Hispanic voters are split on the proposition.

COMMERCIAL SPOKESMAN: Unless schools teach children to read and write English, they may be trapped in the same hard life.

SPENCER MICHELS: Opponents of the proposition include school boards and teachers organizations. Their commercials argue that the alternative to bilingual will cost more than the current classes.

COMMERCIAL SPOKESMAN: Proposition 227 appropriates $50 million a year for a new spending program.

PERSON ON COMMERCIAL: And it won’t go to our schools.

COMMERCIAL SPOKESMAN: The PTA says no on 227.

SPENCER MICHELS: Principal Cecilia Barrie says while there may be problems with bilingual at some schools, Prop 227 is not the answer.

CECILIA BARRIE: If we need to fix bilingual education, let’s fix it, but let’s not eliminate it.

SPENCER MICHELS: The California legislature recently passed a measure to reform bilingual education, after years of argument.

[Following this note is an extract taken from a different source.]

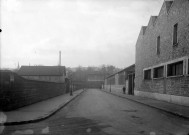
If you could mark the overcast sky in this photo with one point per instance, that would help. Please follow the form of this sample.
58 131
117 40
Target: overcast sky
87 32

The governor vetoed it; and then endorsed Prop 227. Detractors say legislative reforms are too little, too late. At Lincoln High School in San Francisco, where 22 percent of the 2,400 students are enrolled in bilingual classes, bilingual coordinator Fan Fang says Prop 227 is far too extreme. He says it will be a disaster for non-English speaking kids, especially for older children who have come to America not speaking English.

FAN FANG: They will be placed into a so-called English language classroom, and regardless of their age, based on their proficiency, and then after a year they have to go to regular classrooms. That creates a big problem to the regular teachers.

SPENCER MICHELS: How do you know?

FAN FANG: Because it’s impossible for anybody to learn a language for one year and then master all the academics.

SPENCER MICHELS: Fang’s Cantonese literature class is all in Chinese, so these freshmen can feel confident while they learn. But in other classes these same students-especially English grammar and literature-English is used. In this bilingual science class half the students speak Chinese as their first language. The instruction is in Chinese but the worksheets are in English. The English speakers in the class are learning Chinese. In other words, both groups of students are becoming proficient in two languages while learning science.

SPOKESPERSON: We think that by changing the language that will be the silver bullet for the kids.

SPENCER MICHELS: At Stanford’s School of Education , academics say the Proposition 227 debate focuses on learning English, when the real problem is low overall achievement that ties into poverty. Professor Kenji Hakuta teaches future bilingual teachers.

KENJI HAKUTA: In California 80 percent of the kids who are limited English proficient are Spanish speakers. They come from families where the parents may have less of a history of formal education, high rates of poverty, schools that are poorly equipped, inadequately trained teachers, those kinds of conditions, and that sort of is true, regardless of whether you’re in a bilingual or an English-only program.

SPENCER MICHELS: Two-thirds of voters polled now say they are in favor of Proposition 227. But all four major candidates for governor-both Democrats and Republican-plus President Clinton have come out against Prop 227. Meanwhile, English-only advocates around the country will be watching California’s election, with an eye to eliminating bilingual education in the 48 other states where it currently exists.